DURBAN - President Cyril Ramaphosa on Wednesday told over 1,000 delegates at the country’s second South Africa Investment Conference that they would be “spoilt for choice” when they saw the opportunities available in the country.
Delivering the opening address at Johannesburg’s Sandton Convention Centre, Ramaphosa joked that the stage was “so big” that he looked forward to companies joining him at the podium to make investment commitments, eliciting chuckles from the capacity audience.
At last year's inaugural investment conference, local and international businesses made over R300 billion worth of investment commitments.
Ramaphosa appointed four special envoys in 2018 to mobilise investment and help kickstart South Africa’s stalled economy and on Monday he announced the establishment of an investment and infrastructure office based at the presidency and headed by Gauteng province's former member of the executive council for economic development Dr Kgosientso Ramokgopa.
The president also announced the appointment of Jeff Radebe, Derek Hanekom and Elizabeth Thabethe as additional envoys, focusing on specialised areas in which they had previously served in government, being energy and tourism.
Ramaphosa said the investment and infrastructure office would monitor the progress of his investment drive by removing bureaucratic “blockages” that businesses reported.
“We are steadily but surely making South Africa a much more attractive investment opportunity. We want to be in the top 50 World Bank Ease of Doing Business Index in the next three years,” he said.
In the 2019 index, released in late October, South Africa was ranked 84th out of 190 economies.
Ramaphosa said the government was committed to removing administrative hurdles.
“This week we launched an online platform for the fast registration of companies, Biz Portal, which will be a game changer in starting a business,” he said.
The pilot phase of Biz Portal was launched on Monday. Managed by the Companies and Intellectual Property Commission, the platform aims to slash the time for registering a company to within 24 hours.
“Applicants can open a business, register for tax, UIF (unemployment insurance fund) and the compensation fund through the portal. All of these things used to take forever, we can now do it in one day, but our aim is [to have the registrations complete] within a few hours,” said Ramaphosa, to applause from the audience.
The government and industry were also working to make permitting processes more efficient, he said. “In the past, it used to take up to three years to obtain a water permit licence, we have decided it [cannot] take more than three months.”
Government had also created “more certainty” in the mining, oil and gas sectors via the revised Integrated Resource Plan (IRP), said Ramaphosa. Released in October, the IRP outlines plans for the country’s energy sector, including the mix used for energy generation.
Data costs would decrease with the initiation of high broadband spectrum, the president said.

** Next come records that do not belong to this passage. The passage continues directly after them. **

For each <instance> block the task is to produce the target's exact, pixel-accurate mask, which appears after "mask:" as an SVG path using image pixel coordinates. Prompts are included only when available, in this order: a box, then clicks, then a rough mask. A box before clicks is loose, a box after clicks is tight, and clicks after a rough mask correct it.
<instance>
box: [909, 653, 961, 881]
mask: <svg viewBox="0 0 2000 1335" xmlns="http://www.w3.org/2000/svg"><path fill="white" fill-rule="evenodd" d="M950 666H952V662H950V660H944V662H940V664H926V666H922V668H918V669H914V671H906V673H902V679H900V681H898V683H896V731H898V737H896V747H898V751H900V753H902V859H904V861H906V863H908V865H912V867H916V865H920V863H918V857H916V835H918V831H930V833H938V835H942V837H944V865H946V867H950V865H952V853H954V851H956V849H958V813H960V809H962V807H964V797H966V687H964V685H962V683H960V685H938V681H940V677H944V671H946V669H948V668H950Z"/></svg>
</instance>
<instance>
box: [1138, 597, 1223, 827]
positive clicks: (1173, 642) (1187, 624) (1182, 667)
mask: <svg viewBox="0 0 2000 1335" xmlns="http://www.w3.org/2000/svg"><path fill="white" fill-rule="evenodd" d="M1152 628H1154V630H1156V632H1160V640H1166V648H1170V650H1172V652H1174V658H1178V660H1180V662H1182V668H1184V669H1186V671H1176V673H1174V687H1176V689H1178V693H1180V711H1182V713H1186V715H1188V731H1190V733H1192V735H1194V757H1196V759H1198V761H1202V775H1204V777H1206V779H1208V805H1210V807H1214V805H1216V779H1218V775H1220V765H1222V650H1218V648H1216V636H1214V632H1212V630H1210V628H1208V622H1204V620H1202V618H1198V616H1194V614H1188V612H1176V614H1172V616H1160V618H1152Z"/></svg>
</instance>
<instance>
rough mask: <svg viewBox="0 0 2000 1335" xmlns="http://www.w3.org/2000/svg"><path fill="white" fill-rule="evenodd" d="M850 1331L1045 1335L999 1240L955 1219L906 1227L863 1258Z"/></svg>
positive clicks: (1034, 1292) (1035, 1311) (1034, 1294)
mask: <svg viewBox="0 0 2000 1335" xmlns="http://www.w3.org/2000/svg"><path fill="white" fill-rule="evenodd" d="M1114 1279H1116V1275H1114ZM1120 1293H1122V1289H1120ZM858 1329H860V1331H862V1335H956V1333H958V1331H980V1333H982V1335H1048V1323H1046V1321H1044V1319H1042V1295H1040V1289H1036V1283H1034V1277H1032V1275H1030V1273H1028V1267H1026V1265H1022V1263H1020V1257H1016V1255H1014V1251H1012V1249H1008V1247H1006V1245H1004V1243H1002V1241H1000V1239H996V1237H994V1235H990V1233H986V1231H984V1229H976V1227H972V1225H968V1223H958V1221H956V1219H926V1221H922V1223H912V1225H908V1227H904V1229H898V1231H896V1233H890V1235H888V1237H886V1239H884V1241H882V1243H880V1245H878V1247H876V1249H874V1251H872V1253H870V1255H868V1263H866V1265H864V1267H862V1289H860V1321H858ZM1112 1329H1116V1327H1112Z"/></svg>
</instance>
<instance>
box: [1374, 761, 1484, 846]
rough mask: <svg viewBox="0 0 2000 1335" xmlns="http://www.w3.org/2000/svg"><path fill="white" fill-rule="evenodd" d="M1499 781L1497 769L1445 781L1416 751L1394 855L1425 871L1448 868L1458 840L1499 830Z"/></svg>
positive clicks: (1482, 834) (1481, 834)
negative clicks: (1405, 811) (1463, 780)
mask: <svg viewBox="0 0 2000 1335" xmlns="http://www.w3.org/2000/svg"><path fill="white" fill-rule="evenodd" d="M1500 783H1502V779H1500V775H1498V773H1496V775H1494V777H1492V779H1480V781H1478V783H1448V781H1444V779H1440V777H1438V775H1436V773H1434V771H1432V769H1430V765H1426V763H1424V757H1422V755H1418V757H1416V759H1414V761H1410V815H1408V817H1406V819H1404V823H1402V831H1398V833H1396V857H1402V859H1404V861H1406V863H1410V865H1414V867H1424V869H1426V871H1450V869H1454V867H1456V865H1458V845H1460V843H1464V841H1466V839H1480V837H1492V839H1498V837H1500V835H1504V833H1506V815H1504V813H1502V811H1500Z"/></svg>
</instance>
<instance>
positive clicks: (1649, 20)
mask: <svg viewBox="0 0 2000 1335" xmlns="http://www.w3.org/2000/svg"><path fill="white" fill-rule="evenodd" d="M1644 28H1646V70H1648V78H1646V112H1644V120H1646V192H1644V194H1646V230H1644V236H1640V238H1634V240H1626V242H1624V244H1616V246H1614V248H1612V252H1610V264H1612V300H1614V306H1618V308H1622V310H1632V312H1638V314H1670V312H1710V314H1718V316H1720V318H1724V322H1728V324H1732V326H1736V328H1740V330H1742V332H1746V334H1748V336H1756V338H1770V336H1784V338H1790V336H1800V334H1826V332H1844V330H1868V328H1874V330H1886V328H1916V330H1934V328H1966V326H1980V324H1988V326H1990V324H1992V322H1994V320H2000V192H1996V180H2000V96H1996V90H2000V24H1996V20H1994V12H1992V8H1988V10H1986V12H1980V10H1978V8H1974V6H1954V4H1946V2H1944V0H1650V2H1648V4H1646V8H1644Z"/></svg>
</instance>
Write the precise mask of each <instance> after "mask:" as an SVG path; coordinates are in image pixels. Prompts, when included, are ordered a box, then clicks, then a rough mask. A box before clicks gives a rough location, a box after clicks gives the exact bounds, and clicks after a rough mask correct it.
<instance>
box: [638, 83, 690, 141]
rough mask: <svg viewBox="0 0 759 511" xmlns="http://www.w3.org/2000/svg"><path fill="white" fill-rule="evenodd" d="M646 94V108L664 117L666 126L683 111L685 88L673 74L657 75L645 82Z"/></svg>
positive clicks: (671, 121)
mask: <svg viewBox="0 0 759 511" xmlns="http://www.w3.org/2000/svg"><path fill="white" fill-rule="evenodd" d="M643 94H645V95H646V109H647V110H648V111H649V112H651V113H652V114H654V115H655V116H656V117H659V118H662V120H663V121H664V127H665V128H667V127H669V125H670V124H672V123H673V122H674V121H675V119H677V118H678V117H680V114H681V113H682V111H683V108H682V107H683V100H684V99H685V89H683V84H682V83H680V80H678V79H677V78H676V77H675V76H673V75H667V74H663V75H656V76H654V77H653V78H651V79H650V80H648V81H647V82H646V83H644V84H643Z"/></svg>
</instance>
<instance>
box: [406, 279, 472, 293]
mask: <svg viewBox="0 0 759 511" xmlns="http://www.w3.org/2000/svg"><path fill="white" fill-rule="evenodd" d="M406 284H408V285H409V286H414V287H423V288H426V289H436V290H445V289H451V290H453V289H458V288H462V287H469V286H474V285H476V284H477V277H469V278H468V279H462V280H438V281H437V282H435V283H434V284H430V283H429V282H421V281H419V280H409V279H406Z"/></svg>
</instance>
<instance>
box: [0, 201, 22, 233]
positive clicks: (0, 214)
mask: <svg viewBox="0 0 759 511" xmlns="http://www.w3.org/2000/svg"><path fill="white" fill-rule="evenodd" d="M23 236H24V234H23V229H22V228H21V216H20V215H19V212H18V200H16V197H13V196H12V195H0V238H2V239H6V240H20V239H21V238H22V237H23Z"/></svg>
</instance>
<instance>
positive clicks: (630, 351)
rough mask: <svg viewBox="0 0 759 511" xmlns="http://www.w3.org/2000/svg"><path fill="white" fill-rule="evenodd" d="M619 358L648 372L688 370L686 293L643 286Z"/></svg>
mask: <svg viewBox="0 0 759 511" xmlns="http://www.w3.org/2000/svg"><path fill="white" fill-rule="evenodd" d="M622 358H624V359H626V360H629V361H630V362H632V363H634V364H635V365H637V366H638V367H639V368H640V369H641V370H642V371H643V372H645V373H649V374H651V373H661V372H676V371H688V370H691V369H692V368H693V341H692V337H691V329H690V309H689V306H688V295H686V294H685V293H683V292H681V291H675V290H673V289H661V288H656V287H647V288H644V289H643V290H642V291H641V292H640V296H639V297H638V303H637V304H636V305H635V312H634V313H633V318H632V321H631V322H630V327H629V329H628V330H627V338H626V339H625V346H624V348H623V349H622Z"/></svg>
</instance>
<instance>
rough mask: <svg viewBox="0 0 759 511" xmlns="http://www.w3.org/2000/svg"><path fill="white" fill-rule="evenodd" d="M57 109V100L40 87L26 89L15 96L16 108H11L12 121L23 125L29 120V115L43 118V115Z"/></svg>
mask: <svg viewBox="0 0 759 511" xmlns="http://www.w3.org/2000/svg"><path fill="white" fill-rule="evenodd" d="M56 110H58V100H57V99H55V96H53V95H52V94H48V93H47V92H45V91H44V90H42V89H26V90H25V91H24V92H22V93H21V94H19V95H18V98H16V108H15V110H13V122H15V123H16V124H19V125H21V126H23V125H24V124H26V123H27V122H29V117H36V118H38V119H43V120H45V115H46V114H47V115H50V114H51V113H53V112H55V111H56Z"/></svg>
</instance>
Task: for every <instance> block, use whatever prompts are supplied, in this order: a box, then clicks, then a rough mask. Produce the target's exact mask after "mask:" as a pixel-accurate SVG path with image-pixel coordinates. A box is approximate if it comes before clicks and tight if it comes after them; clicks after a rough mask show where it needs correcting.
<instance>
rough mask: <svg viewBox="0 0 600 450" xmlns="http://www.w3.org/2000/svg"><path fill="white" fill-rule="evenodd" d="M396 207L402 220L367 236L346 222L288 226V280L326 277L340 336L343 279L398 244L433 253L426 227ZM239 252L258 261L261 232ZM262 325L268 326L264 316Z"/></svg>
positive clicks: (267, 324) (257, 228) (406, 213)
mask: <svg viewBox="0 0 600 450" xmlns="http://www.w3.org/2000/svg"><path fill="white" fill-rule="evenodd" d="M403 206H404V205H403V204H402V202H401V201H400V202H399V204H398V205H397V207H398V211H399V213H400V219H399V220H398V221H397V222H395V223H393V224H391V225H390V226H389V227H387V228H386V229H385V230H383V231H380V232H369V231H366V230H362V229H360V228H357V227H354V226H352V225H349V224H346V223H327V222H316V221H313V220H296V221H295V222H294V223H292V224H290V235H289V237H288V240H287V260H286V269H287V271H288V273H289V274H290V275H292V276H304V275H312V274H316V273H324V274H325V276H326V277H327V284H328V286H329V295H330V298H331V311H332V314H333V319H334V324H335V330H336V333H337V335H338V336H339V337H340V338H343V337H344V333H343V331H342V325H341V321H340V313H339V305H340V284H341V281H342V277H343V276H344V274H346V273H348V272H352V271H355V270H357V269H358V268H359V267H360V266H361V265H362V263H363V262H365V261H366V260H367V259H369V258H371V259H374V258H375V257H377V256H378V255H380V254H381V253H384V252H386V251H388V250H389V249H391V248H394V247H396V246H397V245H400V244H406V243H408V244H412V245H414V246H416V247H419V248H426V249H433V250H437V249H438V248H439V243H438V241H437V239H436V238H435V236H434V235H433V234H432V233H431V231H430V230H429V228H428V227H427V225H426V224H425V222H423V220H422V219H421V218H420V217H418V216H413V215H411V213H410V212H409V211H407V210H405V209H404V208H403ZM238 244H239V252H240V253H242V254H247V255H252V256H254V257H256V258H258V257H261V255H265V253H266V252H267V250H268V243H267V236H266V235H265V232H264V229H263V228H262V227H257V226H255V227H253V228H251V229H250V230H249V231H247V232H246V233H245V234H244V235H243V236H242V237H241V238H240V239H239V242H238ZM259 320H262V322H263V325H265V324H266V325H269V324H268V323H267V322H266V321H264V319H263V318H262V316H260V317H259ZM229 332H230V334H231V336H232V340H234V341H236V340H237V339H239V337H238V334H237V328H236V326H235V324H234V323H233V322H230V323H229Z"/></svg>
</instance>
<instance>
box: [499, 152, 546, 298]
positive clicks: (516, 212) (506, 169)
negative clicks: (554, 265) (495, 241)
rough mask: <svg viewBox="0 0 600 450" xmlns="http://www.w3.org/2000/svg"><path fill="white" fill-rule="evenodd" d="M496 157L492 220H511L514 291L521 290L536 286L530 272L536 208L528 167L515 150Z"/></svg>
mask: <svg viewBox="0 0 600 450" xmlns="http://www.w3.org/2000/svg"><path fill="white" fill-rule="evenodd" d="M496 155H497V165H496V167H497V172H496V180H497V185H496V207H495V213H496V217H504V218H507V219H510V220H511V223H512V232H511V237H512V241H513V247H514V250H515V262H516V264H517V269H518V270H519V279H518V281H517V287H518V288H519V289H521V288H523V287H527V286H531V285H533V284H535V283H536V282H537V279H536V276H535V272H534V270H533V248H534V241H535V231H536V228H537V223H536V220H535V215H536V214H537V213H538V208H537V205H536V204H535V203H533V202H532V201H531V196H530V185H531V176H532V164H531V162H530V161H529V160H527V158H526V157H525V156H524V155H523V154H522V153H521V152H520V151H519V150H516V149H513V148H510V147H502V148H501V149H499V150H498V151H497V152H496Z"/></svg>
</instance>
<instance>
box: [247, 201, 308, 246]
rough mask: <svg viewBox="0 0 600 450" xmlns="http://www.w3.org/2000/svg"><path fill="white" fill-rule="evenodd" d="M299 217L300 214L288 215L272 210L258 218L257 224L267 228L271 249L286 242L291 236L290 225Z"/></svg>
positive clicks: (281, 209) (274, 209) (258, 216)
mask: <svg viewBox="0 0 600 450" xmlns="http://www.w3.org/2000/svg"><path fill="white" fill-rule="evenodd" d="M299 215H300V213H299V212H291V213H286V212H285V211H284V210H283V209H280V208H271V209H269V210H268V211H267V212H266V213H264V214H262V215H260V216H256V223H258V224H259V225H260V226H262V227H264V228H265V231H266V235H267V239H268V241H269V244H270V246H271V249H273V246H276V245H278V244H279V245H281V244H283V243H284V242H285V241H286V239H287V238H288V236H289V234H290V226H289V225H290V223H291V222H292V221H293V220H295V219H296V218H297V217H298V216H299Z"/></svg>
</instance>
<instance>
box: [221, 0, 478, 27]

“To attract tourism, we have prioritised changes to our visa regime, which was raised as a sore point by business executives,” he added, noting how the requirement for travellers to carry unabridged birth certificates when entering the country with children had been abolished and an e-Visa portal would be piloted later in November, where visa applications were done online. “We are going to be fully modernised,” said Ramaphosa.
Government was also working on a smart system for work permits and scarce skills.
“We want to return South Africa to a sustainable fiscal path; we are reducing public spending, eradicating wasteful spending and focusing on poverty alleviation. Will be stabilising our debt to GDP ratio. Macroeconomic stability and fiscal prudence are essential for investment and economic growth,” Ramaphosa said.